La détérioration des conditions de marché ces dernières semaines a par ailleurs renchéri le coût des garanties offertes par les Etats de la zone euro, jetant un doute sur la mise en oeuvre du programme dans sa forme actuelle.

DÉCISION EN NOVEMBRE

Les inquiétudes autour de la crise de la dette en Europe et les craintes sur la bonne santé de l'économie mondiale ont provoqué lundi un repli marqué des marchés d'actions et ont pesé sur l'euro.

La décision lundi de différer la décision sur le versement de la prochaine tranche d'aide financière à la Grèce risque de renforcer ces craintes.

D'autant que les ministres, s'ils ont salué les efforts grecs, ont aussi appelé Athènes à s'entendre avec les inspecteurs européens et du Fonds monétaire international sur des mesures additionnelles permettant de combler tout dérapage pour les années 2013 et 2014.

"Nous avons accueilli positivement les mesures supplémentaires prises en Grèce", a dit Jean-Claude Juncker.

"Nous appelons également le gouvernement grec à se mettre d'accord avec la troïka afin que des consultations supplémentaires remplissent un quelconque vide (budgétaire) d'ici 2014", a-t-il ajouté.
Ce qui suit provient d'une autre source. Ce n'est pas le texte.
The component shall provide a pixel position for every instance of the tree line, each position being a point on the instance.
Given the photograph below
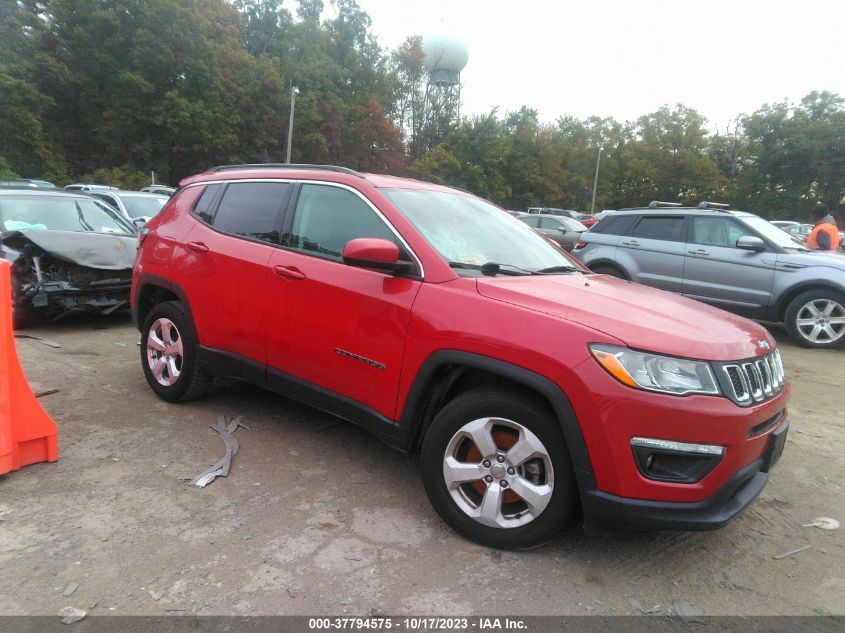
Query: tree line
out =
(109, 90)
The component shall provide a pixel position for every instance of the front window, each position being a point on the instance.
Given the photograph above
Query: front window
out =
(143, 206)
(328, 217)
(20, 213)
(771, 233)
(469, 233)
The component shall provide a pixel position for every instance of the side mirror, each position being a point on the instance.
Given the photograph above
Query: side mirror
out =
(751, 243)
(371, 252)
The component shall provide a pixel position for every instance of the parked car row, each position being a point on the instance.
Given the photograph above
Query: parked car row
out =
(800, 231)
(392, 303)
(734, 260)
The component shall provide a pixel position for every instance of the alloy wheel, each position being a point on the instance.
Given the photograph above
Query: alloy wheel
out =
(498, 472)
(164, 352)
(821, 321)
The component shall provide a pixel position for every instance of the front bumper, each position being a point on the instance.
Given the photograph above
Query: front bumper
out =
(606, 511)
(61, 298)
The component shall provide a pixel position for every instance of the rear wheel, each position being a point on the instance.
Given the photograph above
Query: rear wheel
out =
(169, 355)
(496, 469)
(817, 319)
(609, 270)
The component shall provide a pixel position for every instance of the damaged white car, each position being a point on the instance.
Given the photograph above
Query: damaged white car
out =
(70, 253)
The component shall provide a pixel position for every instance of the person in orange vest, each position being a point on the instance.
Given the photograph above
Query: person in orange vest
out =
(825, 234)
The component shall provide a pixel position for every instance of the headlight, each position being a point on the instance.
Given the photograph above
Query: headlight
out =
(665, 374)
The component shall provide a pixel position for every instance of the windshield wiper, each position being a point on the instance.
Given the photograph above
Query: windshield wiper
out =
(491, 269)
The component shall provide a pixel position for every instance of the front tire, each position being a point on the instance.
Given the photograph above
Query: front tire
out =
(169, 355)
(816, 319)
(496, 470)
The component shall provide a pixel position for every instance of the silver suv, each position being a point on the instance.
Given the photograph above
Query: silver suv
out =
(730, 259)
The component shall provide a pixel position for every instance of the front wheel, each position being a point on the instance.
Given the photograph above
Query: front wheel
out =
(817, 319)
(169, 355)
(497, 470)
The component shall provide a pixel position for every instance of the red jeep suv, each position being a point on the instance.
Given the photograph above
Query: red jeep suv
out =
(532, 387)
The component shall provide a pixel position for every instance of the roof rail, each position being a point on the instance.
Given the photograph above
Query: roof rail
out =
(343, 170)
(718, 206)
(656, 204)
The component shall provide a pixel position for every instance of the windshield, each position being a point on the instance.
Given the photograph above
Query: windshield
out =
(771, 232)
(468, 230)
(19, 213)
(143, 206)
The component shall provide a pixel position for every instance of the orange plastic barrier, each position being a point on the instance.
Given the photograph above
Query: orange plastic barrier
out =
(27, 434)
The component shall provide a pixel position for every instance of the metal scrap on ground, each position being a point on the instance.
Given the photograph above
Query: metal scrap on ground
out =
(40, 390)
(824, 523)
(46, 341)
(221, 468)
(791, 552)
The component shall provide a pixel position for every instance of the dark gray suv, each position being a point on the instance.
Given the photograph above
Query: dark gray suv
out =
(730, 259)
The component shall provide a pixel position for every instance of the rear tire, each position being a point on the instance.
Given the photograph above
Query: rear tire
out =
(611, 271)
(169, 355)
(497, 470)
(816, 319)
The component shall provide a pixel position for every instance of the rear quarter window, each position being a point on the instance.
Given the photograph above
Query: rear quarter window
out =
(666, 228)
(252, 209)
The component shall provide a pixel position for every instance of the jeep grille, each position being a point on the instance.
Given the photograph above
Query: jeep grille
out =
(754, 380)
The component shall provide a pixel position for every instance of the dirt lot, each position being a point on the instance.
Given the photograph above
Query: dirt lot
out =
(318, 517)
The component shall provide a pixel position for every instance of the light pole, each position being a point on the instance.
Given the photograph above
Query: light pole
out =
(596, 181)
(293, 92)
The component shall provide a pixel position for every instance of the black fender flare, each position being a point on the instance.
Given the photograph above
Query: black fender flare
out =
(555, 396)
(147, 280)
(611, 263)
(801, 287)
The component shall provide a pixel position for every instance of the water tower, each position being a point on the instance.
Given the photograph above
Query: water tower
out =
(444, 59)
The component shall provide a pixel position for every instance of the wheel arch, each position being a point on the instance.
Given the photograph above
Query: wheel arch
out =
(787, 297)
(152, 290)
(448, 373)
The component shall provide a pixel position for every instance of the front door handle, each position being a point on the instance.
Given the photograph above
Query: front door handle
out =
(291, 273)
(197, 247)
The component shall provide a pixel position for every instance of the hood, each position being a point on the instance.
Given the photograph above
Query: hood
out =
(93, 250)
(643, 318)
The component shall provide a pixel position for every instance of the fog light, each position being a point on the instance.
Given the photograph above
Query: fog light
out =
(678, 462)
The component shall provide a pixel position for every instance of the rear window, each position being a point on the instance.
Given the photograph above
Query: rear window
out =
(614, 225)
(667, 228)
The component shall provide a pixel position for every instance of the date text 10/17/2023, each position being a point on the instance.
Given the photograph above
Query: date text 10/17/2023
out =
(417, 623)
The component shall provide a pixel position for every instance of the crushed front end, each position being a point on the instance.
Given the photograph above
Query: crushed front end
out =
(50, 285)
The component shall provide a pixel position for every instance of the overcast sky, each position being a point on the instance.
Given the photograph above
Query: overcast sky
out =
(626, 58)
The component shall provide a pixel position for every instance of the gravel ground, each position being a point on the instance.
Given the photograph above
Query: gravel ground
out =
(318, 517)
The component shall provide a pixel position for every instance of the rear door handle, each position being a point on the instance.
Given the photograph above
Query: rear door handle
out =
(197, 247)
(289, 272)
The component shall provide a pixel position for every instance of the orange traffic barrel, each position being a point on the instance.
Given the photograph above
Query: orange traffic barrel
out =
(27, 434)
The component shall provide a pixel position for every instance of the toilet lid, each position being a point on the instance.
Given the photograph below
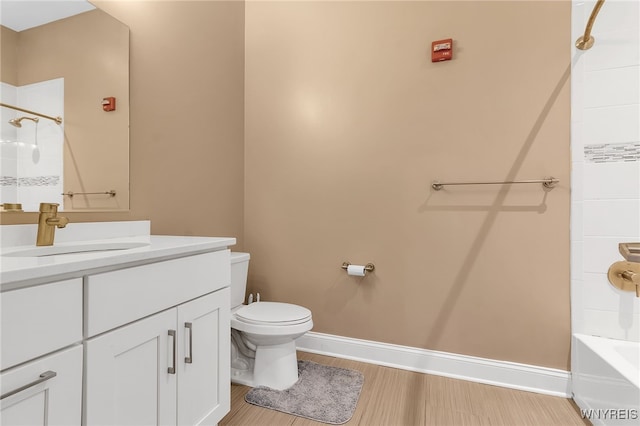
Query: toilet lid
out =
(273, 313)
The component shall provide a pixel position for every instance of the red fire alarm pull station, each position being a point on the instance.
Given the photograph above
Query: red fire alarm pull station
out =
(442, 50)
(109, 104)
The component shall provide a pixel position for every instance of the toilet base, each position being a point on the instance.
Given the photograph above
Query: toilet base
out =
(275, 366)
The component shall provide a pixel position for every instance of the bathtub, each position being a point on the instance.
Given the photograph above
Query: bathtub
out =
(605, 376)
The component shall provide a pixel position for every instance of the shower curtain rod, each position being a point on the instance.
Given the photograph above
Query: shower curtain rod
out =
(58, 120)
(586, 41)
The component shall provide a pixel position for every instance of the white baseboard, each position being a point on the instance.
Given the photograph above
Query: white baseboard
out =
(548, 381)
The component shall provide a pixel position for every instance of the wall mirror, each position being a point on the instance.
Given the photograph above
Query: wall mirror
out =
(65, 106)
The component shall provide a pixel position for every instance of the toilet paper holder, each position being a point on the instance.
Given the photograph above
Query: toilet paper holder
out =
(369, 267)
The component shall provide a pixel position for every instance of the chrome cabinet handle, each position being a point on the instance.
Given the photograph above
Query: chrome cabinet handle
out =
(172, 369)
(42, 378)
(189, 359)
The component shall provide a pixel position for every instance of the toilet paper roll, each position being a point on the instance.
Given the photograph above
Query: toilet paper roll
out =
(356, 270)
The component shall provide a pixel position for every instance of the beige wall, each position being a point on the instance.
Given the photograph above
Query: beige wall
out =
(346, 124)
(186, 144)
(8, 56)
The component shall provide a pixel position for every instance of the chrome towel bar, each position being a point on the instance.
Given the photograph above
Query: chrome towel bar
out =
(71, 193)
(549, 182)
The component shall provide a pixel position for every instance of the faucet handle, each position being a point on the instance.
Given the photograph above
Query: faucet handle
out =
(630, 251)
(49, 207)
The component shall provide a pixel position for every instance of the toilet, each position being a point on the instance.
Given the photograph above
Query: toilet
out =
(263, 349)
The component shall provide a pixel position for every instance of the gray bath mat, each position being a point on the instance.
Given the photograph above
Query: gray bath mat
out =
(322, 393)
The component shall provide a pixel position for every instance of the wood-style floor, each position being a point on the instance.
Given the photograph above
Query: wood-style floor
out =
(393, 397)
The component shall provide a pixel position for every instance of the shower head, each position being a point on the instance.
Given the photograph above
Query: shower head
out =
(17, 121)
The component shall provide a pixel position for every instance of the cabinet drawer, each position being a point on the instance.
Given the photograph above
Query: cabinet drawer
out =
(120, 297)
(38, 320)
(47, 391)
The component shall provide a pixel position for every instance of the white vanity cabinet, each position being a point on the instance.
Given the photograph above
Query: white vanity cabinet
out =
(114, 337)
(46, 391)
(161, 355)
(41, 379)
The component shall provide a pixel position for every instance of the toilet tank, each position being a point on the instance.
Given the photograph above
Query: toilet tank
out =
(239, 270)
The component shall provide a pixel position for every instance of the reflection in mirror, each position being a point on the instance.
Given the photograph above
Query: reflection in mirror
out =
(73, 66)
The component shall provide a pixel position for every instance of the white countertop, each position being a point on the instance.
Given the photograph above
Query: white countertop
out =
(18, 272)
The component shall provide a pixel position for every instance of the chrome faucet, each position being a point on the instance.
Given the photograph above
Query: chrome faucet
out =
(48, 221)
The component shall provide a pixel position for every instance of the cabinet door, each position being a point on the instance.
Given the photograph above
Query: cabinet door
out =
(127, 377)
(203, 354)
(47, 391)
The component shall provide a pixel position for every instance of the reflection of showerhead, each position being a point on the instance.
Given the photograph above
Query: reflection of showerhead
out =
(17, 121)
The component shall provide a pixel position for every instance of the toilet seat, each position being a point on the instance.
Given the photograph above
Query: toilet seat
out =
(273, 314)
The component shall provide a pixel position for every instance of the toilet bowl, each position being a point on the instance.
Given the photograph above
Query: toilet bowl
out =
(263, 350)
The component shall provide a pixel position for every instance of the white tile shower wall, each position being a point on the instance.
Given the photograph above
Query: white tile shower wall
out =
(605, 141)
(40, 167)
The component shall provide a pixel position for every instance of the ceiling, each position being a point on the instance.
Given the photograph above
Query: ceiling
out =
(23, 14)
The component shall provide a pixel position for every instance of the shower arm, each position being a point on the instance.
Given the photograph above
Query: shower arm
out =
(58, 120)
(586, 41)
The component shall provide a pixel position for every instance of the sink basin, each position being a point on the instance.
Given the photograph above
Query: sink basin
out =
(73, 248)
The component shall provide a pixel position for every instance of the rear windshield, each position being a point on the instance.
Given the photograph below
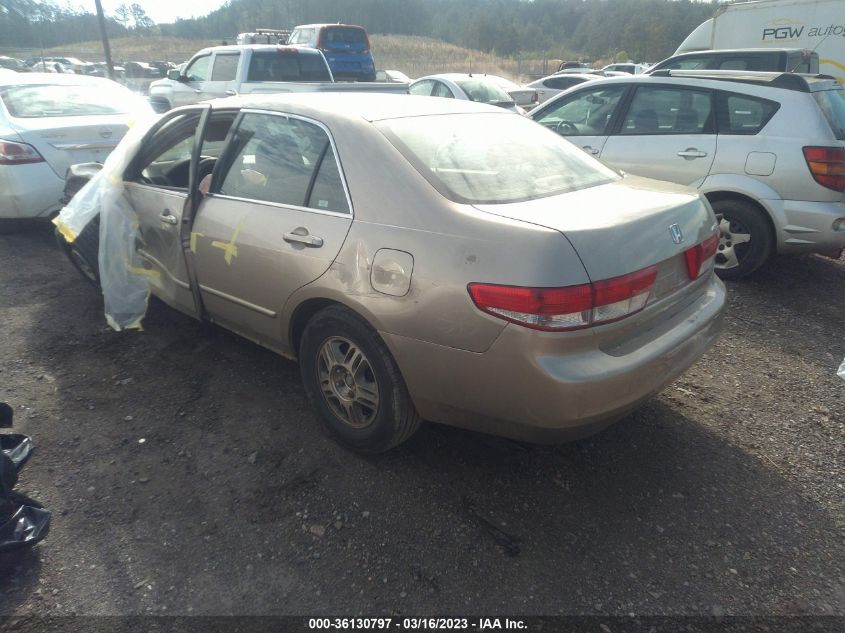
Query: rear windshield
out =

Il a précisé que la troïka UE-BCE-FMI fournirait un nouveau rapport du programme grec d'ici le 13 novembre, date à laquelle les ministres seront appelés à se pencher sur le déboursement de huit milliards d'euros aux autorités grecques.

Dimanche, la Grèce avait annoncé qu'elle manquerait les objectifs de déficit qui lui ont été assignés par ses bailleurs de fonds internationaux pour 2011 et 2012.

DÉMULTIPLICATION DU FESF

L'autre plat de résistance de la réunion à Luxembourg - la démultiplication de la puissance de tir du fonds de soutien à la zone euro (FESF) - devra lui aussi attendre, même si le président de l'Eurogroupe a fait part d'une volonté commune sur ce point entre les pays de la monnaie unique.

"Nous partageons le point de vue selon lequel nous devons améliorer l'efficacité du FESF (...) Nous y travaillons", a dit Jean-Claude Juncker.

La zone euro tente de trouver une manière d'utiliser plus efficacement les 440 milliards d'euros dont dispose le FESF afin de démontrer aux marchés financiers qu'il dispose d'une taille suffisante pour stabiliser les rendements des emprunts espagnols et italiens - une tâche assurée actuellement par la Banque centrale européenne.

Cette idée a fait son chemin en Europe après les appels en ce sens du secrétaire américain au Trésor Timothy Geithner à la mi-septembre, et le gouverneur de la Banque de France Christian Noyer s'y est dit ouvert lundi.

Même si le sujet n'a pas été directement évoqué lors de la réunion, la situation de la banque franco-belge Dexia s'est invité dans les couloirs en raison de son exposition à la Grèce et après la décision de l'agence de notation Moody's de placer sa note sous surveillance négative.